Aaron Scofield

Alumni Profile: Foundation for Scofield’s Work Laid at Williams

As a young boy growing up in rural Montana, Aaron Scofield had no idea Williams Baptist University (then Williams Baptist College) existed, let alone the impact it would have on his life.


While he was preparing to graduate high school he filled out a questionnaire for the Scholastic Aptitude Test (SAT) that matched him to Williams.


“I knew I wanted to go to a school in the southern part of the United States and I knew I wanted to attend a Christian school,” he said. “One day, seemingly out of nowhere a packet for Williams showed up. I read the information, it seemed like a great fit to me so I applied and was accepted.”


His first time visiting the campus was for new student orientation in the fall of 2003 and it was during this time that God began to work a change in his life. He had a passion for working with young children and pursued a degree in education to teach middle school children.
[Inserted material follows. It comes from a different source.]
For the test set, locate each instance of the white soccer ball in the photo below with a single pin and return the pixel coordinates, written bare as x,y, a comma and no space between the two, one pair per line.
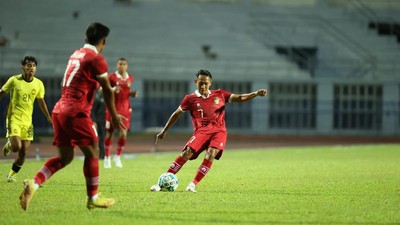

However, God had a different plan for Scofield that he acknowledges he did not even see until many years later.


Scofield surrendered to ministry during his junior year at WBU, and that was not something he had even considered just a few months prior.


“I felt the call seemingly out of nowhere,” he said. “But I felt like I was being led and I began to follow that path.”


After graduating from a seminary in Canada, Scofield and his wife moved back to Montana where he began his career as a pastor. It was during this time that he saw a need for someone to help children in broken homes and Scofield found the path God had been preparing him for.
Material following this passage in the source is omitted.